Published at 12:00 AM on July 2, 2007

Life, Camera, Action


Ramblings of an ambitious, would-be inventor

Life, Camera, Action

Last year, for Christmas, my wife bought me a Braille watch. It’s a wonderful invention. Hinged at the nine o’clock position, the crystal opens with a button press so you can feel the position of the hands in relation to the raised dots at the hour marks. It was intended for the visually impaired, but for those who can see, it still has a frivolous, albeit satisfying, use: During a movie, without even taking your eyes off the screen, you can tell how much more you’re in for. “What’s the matter with Indiglo?” someone asked, and I spat upon the ground and railed for nine-and-a-half minutes about things that light up in the theater.

I’d like to invent a black box with a green button that can be kept hidden in a jacket pocket and pressed at opportune moments to jam all non-emergency cell-phone usage within a 40-person radius, darkening every tiny screen within the presser’s field of vision.

And I’d like to invent a set of gauzy squares that, when moistened, adhere invisibly to the temples and, when rubbed by finger tips, create a static charge that lowers the volume of the ads shown on the screen before the movie.

And I’d like to invent a coin that, when chewed, gives the possessor a sense of impending artistic inspiration. It functions as perfectly legal tender at grocery stores and turnstiles but also has a gummy consistency and a pleasant flavor. And since it’s a coin, the very act of chewing it displays a casual, quiet disregard for material things, like chewing the sleeve of a Prada suit, but more private.

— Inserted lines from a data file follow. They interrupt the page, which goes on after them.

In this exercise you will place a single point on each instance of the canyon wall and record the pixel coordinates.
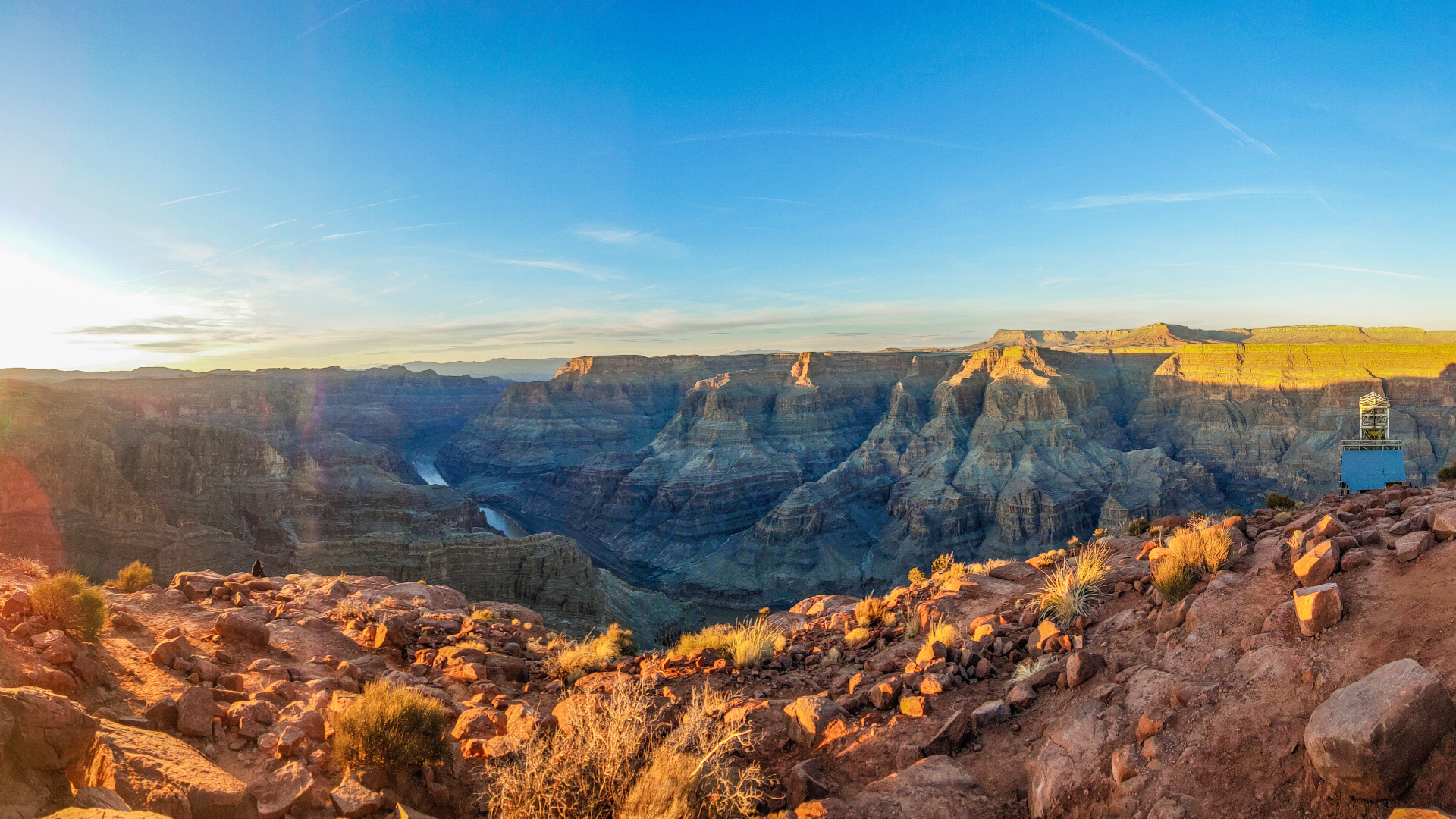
(758, 479)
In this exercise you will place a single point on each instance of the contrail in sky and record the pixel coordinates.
(197, 197)
(331, 19)
(1164, 74)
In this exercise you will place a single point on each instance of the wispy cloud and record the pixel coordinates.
(197, 197)
(613, 235)
(1356, 270)
(774, 200)
(375, 205)
(431, 224)
(1164, 76)
(566, 267)
(331, 19)
(837, 134)
(1188, 197)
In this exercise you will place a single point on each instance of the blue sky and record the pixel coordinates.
(277, 184)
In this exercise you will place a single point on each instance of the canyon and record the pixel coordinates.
(748, 480)
(658, 488)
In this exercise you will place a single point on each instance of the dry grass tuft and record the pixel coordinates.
(33, 567)
(618, 764)
(72, 602)
(394, 726)
(576, 659)
(748, 643)
(1030, 667)
(1072, 592)
(941, 632)
(1191, 554)
(871, 611)
(131, 577)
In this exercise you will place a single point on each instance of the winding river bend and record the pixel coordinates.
(424, 464)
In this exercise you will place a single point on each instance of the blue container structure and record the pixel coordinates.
(1373, 461)
(1372, 469)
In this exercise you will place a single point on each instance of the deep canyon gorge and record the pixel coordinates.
(731, 482)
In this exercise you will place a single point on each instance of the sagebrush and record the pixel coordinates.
(72, 602)
(131, 577)
(394, 726)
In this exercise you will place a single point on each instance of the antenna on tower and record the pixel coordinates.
(1372, 461)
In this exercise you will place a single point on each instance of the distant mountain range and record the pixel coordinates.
(513, 369)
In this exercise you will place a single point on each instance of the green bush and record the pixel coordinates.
(394, 726)
(133, 577)
(1282, 503)
(69, 599)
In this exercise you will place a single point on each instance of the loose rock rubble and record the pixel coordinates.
(1307, 678)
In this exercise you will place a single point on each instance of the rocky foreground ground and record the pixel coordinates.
(1310, 678)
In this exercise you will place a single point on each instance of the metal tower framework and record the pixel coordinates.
(1375, 417)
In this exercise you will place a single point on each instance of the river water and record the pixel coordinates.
(425, 465)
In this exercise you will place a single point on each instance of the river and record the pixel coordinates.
(424, 464)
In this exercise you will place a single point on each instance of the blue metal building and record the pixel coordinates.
(1373, 461)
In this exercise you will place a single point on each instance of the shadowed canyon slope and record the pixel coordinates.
(296, 468)
(758, 479)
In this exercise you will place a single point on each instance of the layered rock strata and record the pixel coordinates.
(753, 479)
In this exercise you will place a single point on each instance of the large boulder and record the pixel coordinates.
(243, 626)
(47, 732)
(277, 792)
(1069, 760)
(935, 787)
(1370, 738)
(153, 771)
(196, 711)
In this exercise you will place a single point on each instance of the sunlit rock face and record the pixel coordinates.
(223, 469)
(759, 479)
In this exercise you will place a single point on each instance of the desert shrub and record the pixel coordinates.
(748, 643)
(1191, 553)
(871, 611)
(1071, 592)
(391, 725)
(1030, 667)
(615, 765)
(1174, 577)
(69, 599)
(131, 577)
(590, 653)
(33, 567)
(941, 632)
(1280, 503)
(984, 567)
(351, 608)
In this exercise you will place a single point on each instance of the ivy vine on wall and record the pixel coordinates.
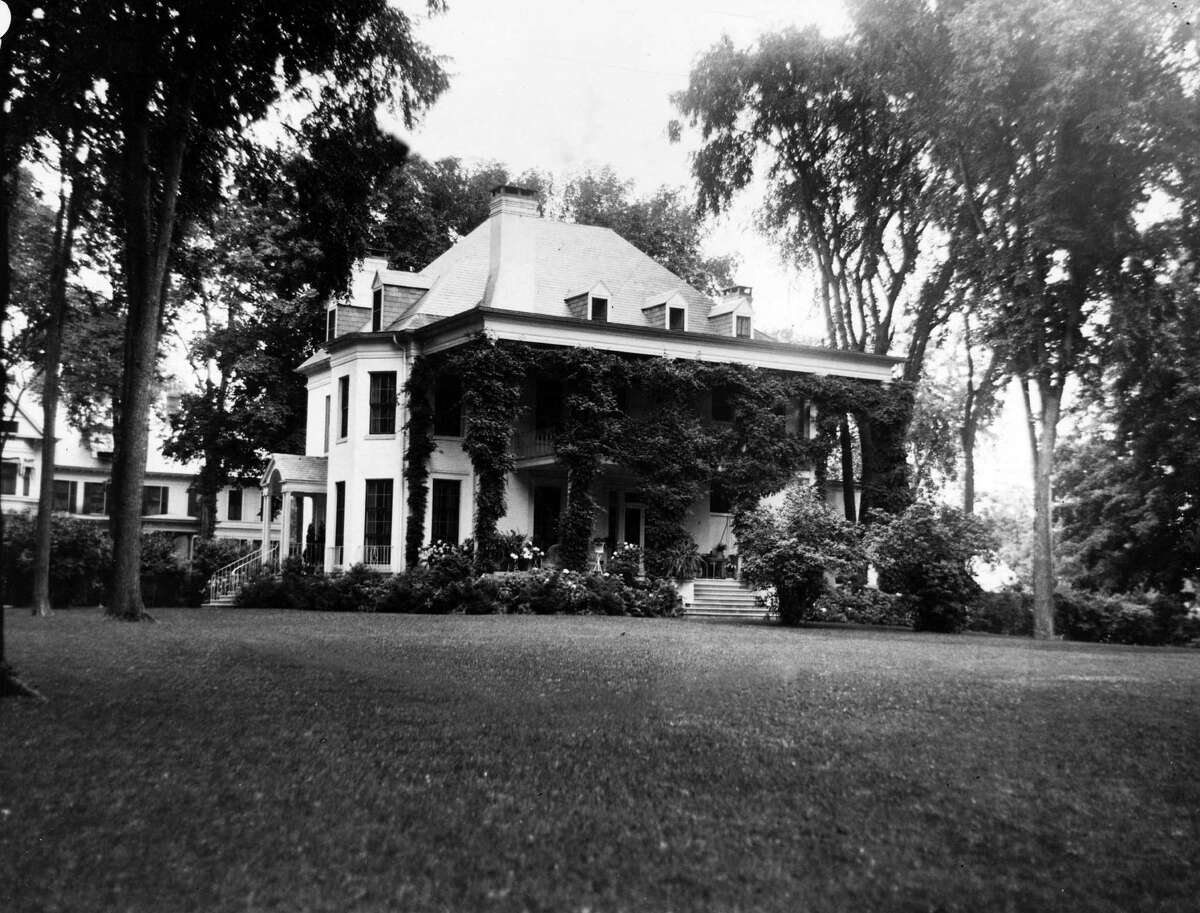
(672, 444)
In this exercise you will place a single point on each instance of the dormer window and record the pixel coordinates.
(589, 304)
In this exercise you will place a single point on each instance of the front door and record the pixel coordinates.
(547, 506)
(635, 524)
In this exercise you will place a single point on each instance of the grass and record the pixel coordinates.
(223, 761)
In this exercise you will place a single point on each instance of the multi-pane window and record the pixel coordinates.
(445, 502)
(377, 310)
(343, 406)
(64, 498)
(378, 512)
(9, 478)
(327, 424)
(339, 514)
(95, 497)
(383, 402)
(448, 407)
(155, 499)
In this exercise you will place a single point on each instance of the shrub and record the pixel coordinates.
(625, 562)
(795, 548)
(862, 606)
(925, 553)
(1009, 612)
(81, 554)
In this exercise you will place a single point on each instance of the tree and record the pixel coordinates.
(184, 79)
(852, 191)
(1128, 511)
(1057, 119)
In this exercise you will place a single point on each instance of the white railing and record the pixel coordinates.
(228, 580)
(533, 444)
(377, 556)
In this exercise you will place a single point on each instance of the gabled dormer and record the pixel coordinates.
(733, 313)
(394, 294)
(666, 312)
(591, 304)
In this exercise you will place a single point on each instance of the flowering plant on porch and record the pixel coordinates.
(625, 562)
(519, 552)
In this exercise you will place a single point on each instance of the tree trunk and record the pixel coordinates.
(1042, 450)
(147, 241)
(70, 208)
(847, 469)
(967, 439)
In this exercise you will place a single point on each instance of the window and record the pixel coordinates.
(95, 497)
(343, 406)
(9, 478)
(64, 496)
(448, 407)
(155, 499)
(327, 424)
(719, 500)
(723, 406)
(547, 406)
(339, 515)
(444, 526)
(383, 402)
(378, 514)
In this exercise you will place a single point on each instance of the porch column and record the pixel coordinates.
(265, 492)
(286, 527)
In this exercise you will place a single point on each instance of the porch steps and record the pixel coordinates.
(724, 599)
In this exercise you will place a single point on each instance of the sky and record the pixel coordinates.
(569, 85)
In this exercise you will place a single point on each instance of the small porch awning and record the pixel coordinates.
(295, 473)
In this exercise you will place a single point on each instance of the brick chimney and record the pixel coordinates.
(510, 272)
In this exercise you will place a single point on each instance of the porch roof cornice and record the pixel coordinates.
(565, 331)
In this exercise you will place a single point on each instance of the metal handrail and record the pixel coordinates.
(228, 580)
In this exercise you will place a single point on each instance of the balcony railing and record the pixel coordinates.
(377, 556)
(533, 444)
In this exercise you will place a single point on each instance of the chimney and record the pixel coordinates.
(510, 270)
(736, 294)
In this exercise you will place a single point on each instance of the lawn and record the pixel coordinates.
(222, 761)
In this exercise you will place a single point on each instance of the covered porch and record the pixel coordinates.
(294, 492)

And I’d like to invent a genetically altered, chemically peculiar feather that, when stomped absently by a loafer on a sidewalk, sends shivers through the soles of the feet, building upon the sense of impending artistic inspiration that, moments earlier, was achieved through the chewing of coins in an afternoon meeting that had gone on so so long, that one of the attendees had, under the table, felt the hands of his Braille watch and wondered if they’d stopped, all the while giving the impression to everyone who looked upon his quizzical expression that he was deeply considering the budget or the action plan or the research report that was projected onto the wall, rolling a lozenge around his tongue, the feather stomped shortly thereafter, the five o’clock horn still bleating at full volume, the coat trailing behind and nearly caught in the revolving door, the loafer-clad worker subsequently seized by a curious jolt that travels up his shin, through his femur, and into his chest cavity where it sustains a steady hum during which the entire world suddenly makes sense.

Through a tickling of the ribs, through a swelling of the heart, all of the people nearby are suddenly allies in a world made of wind and rain and dirt, a world that’s bent on dissolving each and every one of us back into itself through unending abrasion.

And the vibration in the chest cavity lingers long enough that the person arrives at home, drops the coat and feverishly outlines the scene from a movie or a chapter from a book, or makes big broad strokes across a canvas or shoots a video still-life of the lump in the crib—ah, it moves, not a still-life after all—where the quietly breathing infant lies almost but not quite motionless, now captured by video tape and edited, massaged, into a different sort of lump, an image, a consideration, a reflection of the crib, of the neighbor, of the meeting that went on so so long, shaped now into a thing of beauty that, when looked upon by the spouse and the family and the neighbor and the world, says to each of them, Yes.

And I would like to be among them, to walk into a theater and see the movie made by that casual, amateur everyperson who, in the moments between the crush of work, and the duty of life is an artist of the first rank waiting to be heard.

I reveal not where the radioactive, chemically peculiar feather has been placed, but I advise you, in those hurried moments, to watch your step.